A l'époque, M. Hollande avait appelé l'émir du Qatar pour éviter que beIN Sports ne fasse trop monter les enchères et ne rafle les droits, une initiative qui avait provoqué la colère de la Ligue professionnelle du football (LFP) lorsqu'elle l'avait apprise.
Mais ce modèle est battu en brèche: le concept même de chaîne de télévision est remis en cause, et de riches acteurs internationaux viennent attaquer la chaîne sur ses marchés, qu'il s'agisse des Qataris derrière beIN ou de Netflix, la plateforme de vidéo à la demande.
Conséquence des incertitudes sur l'avenir de la chaîne, le titre Vivendi, maison-mère de Canal+, perdait 3,82% en milieu de journée mercredi.
Pourtant, la perte des droits de la L1 "peut être un mal pour un bien" pour Canal+, en lui donnant les moyens d'évoluer en profondeur, estime Jérôme Bodin, analyste chez Natixis.
Canal+ pourrait parvenir à générer "jusqu'à 540 millions d'euros d'économies par an" dans un scénario sans L1, a-t-il estimé.

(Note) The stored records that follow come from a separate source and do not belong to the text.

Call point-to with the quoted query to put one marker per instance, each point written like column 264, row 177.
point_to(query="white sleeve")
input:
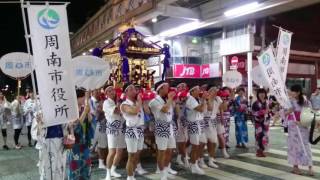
column 109, row 107
column 155, row 106
column 191, row 103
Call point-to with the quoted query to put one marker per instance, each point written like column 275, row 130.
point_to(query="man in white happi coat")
column 162, row 108
column 195, row 108
column 116, row 142
column 29, row 108
column 132, row 112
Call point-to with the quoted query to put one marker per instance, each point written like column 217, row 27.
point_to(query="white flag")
column 283, row 52
column 16, row 64
column 90, row 72
column 271, row 73
column 52, row 57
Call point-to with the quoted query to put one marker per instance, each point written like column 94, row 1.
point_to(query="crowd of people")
column 185, row 121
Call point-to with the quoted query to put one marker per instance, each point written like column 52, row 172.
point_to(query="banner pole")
column 28, row 47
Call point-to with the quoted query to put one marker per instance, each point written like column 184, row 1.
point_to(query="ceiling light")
column 242, row 9
column 154, row 20
column 181, row 29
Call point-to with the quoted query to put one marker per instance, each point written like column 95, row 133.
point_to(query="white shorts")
column 196, row 139
column 116, row 141
column 165, row 143
column 102, row 139
column 134, row 145
column 211, row 134
column 3, row 125
column 220, row 128
column 182, row 135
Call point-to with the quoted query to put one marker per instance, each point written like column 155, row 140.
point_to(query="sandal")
column 296, row 171
column 311, row 173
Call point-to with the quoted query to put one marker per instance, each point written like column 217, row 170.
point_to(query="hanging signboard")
column 258, row 77
column 52, row 57
column 90, row 72
column 272, row 75
column 283, row 52
column 232, row 79
column 197, row 71
column 17, row 65
column 187, row 71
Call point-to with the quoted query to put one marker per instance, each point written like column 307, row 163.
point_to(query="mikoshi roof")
column 136, row 47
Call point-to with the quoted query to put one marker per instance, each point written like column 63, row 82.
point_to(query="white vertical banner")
column 283, row 52
column 270, row 70
column 52, row 58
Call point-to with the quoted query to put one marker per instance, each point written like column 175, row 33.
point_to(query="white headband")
column 108, row 88
column 213, row 88
column 125, row 90
column 181, row 84
column 194, row 88
column 160, row 86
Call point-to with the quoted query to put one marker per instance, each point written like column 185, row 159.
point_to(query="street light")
column 154, row 20
column 247, row 8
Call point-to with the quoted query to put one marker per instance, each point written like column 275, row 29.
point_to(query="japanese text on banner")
column 52, row 58
column 272, row 75
column 283, row 52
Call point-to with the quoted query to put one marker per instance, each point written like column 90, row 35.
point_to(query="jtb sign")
column 90, row 72
column 52, row 58
column 196, row 71
column 17, row 64
column 187, row 71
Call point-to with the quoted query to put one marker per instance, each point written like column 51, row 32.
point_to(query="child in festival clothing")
column 299, row 153
column 17, row 119
column 4, row 115
column 241, row 105
column 262, row 120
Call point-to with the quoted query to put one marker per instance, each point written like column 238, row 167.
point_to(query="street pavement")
column 243, row 165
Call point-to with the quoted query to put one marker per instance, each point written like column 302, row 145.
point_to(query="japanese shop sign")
column 196, row 71
column 271, row 72
column 52, row 58
column 232, row 79
column 283, row 52
column 258, row 77
column 187, row 71
column 90, row 72
column 16, row 64
column 205, row 71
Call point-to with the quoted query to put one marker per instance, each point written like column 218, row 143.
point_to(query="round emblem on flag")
column 48, row 18
column 285, row 39
column 266, row 59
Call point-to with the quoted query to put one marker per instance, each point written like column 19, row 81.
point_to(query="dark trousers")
column 16, row 136
column 29, row 133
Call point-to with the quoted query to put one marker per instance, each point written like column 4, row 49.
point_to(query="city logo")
column 266, row 59
column 206, row 71
column 48, row 18
column 187, row 71
column 285, row 39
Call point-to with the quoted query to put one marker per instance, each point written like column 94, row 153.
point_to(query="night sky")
column 12, row 32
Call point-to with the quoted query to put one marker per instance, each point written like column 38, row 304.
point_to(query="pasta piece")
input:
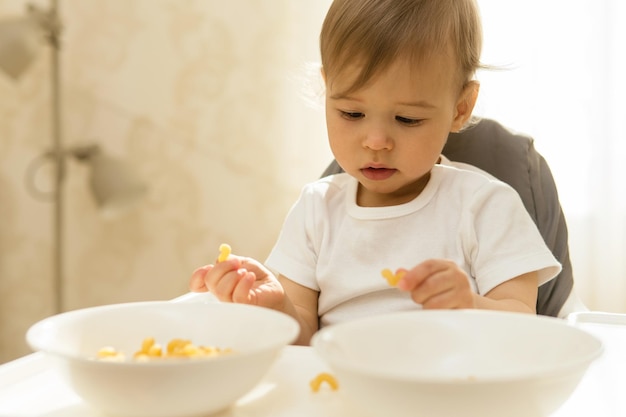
column 176, row 348
column 316, row 382
column 225, row 251
column 392, row 278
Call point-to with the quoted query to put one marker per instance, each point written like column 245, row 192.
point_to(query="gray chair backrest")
column 512, row 158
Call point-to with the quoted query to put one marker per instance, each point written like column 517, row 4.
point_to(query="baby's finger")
column 196, row 283
column 225, row 287
column 241, row 293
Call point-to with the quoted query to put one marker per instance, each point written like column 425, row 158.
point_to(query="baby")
column 399, row 77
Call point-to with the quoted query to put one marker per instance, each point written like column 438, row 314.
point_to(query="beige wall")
column 204, row 97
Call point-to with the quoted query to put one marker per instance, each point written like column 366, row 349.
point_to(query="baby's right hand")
column 239, row 280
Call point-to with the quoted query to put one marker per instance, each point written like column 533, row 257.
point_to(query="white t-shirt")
column 333, row 246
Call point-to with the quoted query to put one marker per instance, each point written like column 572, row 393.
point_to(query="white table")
column 30, row 387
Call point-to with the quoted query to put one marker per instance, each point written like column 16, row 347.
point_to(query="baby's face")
column 391, row 132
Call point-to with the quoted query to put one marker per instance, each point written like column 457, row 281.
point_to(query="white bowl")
column 447, row 363
column 164, row 387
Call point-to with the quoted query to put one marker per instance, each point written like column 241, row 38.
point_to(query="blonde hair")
column 374, row 33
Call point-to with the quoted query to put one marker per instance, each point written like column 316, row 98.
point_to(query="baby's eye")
column 407, row 121
column 352, row 115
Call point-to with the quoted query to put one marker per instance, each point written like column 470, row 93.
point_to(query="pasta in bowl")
column 470, row 363
column 169, row 385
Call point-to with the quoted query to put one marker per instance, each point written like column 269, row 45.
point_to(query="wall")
column 204, row 98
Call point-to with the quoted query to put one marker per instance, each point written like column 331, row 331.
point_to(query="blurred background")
column 213, row 106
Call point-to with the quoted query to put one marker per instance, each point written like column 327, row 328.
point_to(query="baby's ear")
column 465, row 105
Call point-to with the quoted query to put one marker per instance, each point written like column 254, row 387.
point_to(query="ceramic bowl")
column 164, row 386
column 466, row 363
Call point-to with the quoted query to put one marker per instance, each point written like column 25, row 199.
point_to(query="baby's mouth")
column 377, row 174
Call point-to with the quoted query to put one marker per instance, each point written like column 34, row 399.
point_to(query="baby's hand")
column 238, row 279
column 438, row 284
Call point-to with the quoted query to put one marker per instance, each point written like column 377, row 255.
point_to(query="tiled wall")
column 204, row 98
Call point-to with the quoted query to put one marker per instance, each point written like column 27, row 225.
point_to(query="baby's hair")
column 374, row 33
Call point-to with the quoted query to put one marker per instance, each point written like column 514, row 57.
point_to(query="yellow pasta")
column 225, row 251
column 176, row 348
column 392, row 278
column 316, row 382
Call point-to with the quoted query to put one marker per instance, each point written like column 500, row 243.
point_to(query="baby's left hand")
column 438, row 284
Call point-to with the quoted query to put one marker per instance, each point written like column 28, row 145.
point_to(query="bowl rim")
column 289, row 337
column 574, row 365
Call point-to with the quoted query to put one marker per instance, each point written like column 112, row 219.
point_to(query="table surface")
column 30, row 386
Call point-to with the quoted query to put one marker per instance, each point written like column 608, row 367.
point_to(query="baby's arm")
column 301, row 304
column 247, row 281
column 438, row 284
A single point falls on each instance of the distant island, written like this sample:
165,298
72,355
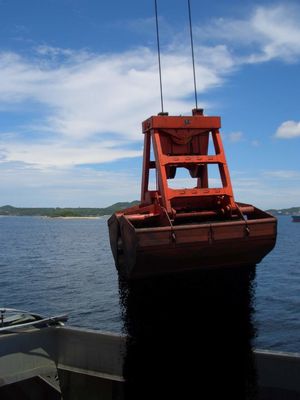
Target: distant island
285,211
98,212
64,212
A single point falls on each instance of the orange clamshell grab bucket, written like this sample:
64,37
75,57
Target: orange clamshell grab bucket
184,229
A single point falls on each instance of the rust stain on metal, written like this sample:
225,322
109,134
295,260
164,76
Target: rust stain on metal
187,228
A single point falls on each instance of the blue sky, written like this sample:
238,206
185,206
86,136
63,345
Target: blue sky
77,78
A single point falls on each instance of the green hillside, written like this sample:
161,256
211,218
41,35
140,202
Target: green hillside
285,211
65,212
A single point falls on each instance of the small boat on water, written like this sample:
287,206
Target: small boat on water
187,228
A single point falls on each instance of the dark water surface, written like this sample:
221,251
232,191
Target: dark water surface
53,266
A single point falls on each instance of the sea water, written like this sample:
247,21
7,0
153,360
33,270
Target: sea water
53,266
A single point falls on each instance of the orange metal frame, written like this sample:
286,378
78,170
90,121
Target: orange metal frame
183,142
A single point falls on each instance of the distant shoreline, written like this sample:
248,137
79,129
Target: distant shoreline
94,213
58,212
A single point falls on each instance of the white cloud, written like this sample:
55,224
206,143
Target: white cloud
235,137
63,153
25,185
269,32
87,94
288,130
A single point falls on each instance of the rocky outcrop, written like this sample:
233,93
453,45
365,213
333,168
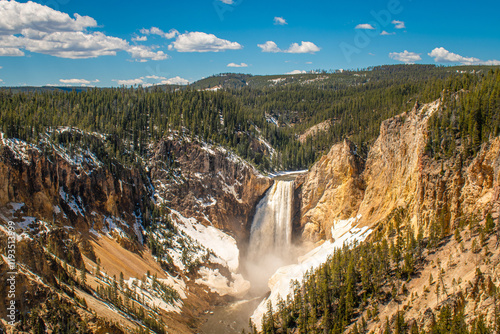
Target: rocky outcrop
208,183
332,190
81,192
398,174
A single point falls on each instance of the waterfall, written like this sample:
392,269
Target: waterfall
271,234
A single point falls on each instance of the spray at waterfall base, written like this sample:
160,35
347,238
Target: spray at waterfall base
270,246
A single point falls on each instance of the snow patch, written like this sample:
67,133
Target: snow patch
221,285
221,244
343,233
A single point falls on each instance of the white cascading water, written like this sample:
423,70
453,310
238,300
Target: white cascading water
270,235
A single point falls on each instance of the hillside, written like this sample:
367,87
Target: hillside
429,265
131,208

Cela "va lui donner les moyens de transformer en profondeur son modèle, et de mieux adapter son offre à la structure du marché, avec l'importance grandissante de la fiction" et l'exigence d'une "taille mondiale", estime Jérôme Bodin.
Fuite des abonnés
Comme Olivier Bomsel, Jérôme Bodin estime que "Canal+ a tout intérêt à laisser d'autres acteurs supporter la charge financière" des droits de la L1, "quitte à ensuite trouver un accord avec eux".
"Les abonnés regardent essentiellement du cinéma, des séries", et il ne faut pas surestimer l'importance du foot, a estimé de son côté Maxime Saada.
"Il n'y a que deux millions d'abonnés (sur 4,9 millions en France, ndlr) qui regardent occasionnellement de la L1" et "cela peut être moins d'un match par mois", a-t-il ajouté.
Mais certains analystes sont plus pessimistes.
"Dans le scénario du pire, c'est 40% des abonnés qui partiraient", soit une perte de chiffre d'affaires proche du milliard d'euros, estime Bruno Hareng de Oddo Securities.
Et si Canal+ a acquis un solide savoir-faire en matière de fiction, la chaîne est confrontée à une concurrence sévère de nouveaux acteurs américains, estime-t-il.
"Est-ce que Canal peut se réinventer comme un HBO (chaine américaine de séries) à la française, j'ai envie d'y croire, car il y a quand même une expertise, des séries originales qui fonctionnent bien", estime Bruno Hareng.
"Malheureusement, tous les acteurs qui ont voulu concurrencer les mastodontes américains marchent peu", ajoute-t-il, en référence aux difficultés de Daily Motion (plateforme française de partage de vidéo) ou Viadeo (réseau social professionnel).